ZZ Top wound up returning to the stage for seven encores that night for over 50,000 fans. At the end of the last encore a curtain was lowered with "Adios Amigos" emblazoned across it to the strains of "Tumbling Tumbleweeds" playing over the P.A. system to usher us all peacefully out into the New Orleans night.

By then we were completely wrung out and exhausted. We made our way out of the stadium and back to the car in the middle of the median where we had to sit and wait for traffic to clear before we could move. It was a pretty long wait if memory serves. On the three hour drive back Rat decides that he's had enough and wants to pull over to sleep, after a brief argument I took the wheel and brought us back home without incident.

It was a wild ride on a wild highway and one of those experiences that helps us to become who eventually turn out to be. That is life, that’s what life is. It is a series of experiences each of which changes you in some way to make you the person that you are right now. Ten minutes from now you may have had an experience that turned into a different person, that’s who you’ll be then. There are an awful lot of instances of questionable behavior and wrong turns stowed away back there in my youth, some of it dangerous and irresponsible. Everyone likes to think about going back to their youth and knowing then what I know now, but you know, if a person were to go back and fix all of their mistakes they would surely be an entirely different person. In some cases that may be an improvement but in most I’d say, probably not.

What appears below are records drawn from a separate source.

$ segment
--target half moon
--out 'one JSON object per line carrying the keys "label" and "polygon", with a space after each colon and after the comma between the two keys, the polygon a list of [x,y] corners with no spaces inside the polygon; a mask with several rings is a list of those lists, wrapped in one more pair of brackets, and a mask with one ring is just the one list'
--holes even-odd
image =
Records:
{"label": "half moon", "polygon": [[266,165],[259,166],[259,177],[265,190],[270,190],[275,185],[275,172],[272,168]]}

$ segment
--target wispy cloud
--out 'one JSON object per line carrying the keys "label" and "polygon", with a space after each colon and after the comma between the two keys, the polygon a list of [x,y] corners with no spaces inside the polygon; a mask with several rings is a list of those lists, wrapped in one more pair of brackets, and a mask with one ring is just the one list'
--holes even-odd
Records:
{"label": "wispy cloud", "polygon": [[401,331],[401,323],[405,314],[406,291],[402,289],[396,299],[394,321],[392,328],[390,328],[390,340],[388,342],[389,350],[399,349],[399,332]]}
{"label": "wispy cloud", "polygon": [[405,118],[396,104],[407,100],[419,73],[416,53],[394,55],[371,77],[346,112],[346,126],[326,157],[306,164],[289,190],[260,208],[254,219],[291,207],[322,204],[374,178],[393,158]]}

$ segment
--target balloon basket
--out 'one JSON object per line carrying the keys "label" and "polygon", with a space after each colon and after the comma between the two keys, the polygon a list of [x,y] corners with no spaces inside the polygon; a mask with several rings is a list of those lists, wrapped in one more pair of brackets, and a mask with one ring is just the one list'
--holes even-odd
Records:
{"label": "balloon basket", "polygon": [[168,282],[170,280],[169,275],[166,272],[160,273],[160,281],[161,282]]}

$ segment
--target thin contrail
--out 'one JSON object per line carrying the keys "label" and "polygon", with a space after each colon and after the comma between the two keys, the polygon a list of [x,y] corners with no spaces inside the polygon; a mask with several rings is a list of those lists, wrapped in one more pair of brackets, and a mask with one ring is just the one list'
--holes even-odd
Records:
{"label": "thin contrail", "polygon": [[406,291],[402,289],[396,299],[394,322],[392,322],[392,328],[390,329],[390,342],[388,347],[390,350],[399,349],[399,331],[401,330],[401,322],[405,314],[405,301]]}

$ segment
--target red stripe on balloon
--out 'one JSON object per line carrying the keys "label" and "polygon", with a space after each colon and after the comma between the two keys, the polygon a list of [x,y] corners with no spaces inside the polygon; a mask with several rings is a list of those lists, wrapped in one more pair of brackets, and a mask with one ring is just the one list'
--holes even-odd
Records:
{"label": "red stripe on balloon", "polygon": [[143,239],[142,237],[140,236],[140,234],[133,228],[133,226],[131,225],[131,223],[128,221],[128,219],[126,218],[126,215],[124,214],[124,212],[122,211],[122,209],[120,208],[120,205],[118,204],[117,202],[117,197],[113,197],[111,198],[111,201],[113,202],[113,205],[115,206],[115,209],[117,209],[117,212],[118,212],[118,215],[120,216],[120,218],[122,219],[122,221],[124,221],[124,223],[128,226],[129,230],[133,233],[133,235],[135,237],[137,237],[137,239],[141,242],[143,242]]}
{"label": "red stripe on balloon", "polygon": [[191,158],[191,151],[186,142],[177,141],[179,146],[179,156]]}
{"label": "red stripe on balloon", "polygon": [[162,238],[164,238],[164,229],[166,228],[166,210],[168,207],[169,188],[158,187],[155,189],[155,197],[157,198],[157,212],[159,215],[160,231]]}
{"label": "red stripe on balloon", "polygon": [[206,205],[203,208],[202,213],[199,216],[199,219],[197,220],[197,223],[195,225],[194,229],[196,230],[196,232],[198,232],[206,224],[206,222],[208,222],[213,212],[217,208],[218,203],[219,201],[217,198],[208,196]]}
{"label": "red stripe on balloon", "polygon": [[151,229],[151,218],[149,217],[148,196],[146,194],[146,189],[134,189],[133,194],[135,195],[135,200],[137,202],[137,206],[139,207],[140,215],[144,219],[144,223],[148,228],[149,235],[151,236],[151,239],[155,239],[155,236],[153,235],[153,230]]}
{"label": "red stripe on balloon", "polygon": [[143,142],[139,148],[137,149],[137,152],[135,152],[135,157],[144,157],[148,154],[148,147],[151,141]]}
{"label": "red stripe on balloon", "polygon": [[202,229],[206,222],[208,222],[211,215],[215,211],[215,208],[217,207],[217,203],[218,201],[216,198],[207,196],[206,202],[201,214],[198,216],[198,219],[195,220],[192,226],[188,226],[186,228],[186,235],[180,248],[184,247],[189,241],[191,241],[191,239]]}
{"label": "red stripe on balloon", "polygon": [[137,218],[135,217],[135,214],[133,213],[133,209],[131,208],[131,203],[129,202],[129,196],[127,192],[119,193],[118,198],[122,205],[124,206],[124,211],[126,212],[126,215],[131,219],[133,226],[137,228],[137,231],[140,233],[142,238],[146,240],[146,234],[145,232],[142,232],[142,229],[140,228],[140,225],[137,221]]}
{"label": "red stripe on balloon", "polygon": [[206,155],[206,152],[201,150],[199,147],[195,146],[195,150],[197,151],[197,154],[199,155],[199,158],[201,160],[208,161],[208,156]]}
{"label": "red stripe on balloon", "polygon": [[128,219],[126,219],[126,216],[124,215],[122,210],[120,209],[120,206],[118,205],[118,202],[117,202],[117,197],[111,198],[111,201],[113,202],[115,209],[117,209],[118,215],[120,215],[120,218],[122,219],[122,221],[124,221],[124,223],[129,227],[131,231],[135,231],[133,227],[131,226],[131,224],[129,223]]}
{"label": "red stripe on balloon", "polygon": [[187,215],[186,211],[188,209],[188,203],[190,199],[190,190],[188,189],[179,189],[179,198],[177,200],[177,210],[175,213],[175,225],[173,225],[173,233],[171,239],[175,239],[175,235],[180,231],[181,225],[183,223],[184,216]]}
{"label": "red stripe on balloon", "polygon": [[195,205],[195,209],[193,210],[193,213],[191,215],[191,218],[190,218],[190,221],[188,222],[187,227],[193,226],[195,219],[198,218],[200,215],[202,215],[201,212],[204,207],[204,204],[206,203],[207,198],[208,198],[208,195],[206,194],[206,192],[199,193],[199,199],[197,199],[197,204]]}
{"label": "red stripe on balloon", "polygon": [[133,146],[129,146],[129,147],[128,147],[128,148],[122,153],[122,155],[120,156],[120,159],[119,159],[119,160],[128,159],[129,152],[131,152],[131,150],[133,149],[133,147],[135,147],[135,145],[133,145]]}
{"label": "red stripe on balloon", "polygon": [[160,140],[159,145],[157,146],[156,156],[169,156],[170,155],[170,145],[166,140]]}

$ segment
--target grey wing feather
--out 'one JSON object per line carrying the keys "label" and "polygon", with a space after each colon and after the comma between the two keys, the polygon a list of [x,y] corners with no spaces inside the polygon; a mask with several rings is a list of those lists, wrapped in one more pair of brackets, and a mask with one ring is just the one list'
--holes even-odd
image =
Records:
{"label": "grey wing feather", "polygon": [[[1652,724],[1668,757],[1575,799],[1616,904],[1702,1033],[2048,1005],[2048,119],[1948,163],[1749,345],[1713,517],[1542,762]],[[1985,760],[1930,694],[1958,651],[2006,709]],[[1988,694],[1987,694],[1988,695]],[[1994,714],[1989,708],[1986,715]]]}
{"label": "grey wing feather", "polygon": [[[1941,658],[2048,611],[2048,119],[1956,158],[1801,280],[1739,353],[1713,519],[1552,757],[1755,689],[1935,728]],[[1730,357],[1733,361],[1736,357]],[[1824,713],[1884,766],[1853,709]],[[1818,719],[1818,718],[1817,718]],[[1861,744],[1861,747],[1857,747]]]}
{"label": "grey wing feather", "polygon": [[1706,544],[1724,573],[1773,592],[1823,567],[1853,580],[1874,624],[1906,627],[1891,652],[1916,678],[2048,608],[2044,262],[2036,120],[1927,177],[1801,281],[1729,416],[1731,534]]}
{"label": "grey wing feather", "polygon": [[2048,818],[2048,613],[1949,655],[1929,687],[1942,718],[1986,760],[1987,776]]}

They began demolition on Tulane Stadium in November 1979, but in my mind it will always be there on July 17, 1976 the place where, at sixteen, I was part of the biggest party in New Orleans for one night. I won't ever forget my first trip to New Orleans to that concert thirty-one years ago. My mother won't let me.

The names have been changed to protect the lawless, criminal swine who took part in this shameful episode but the dates, places and events are all true.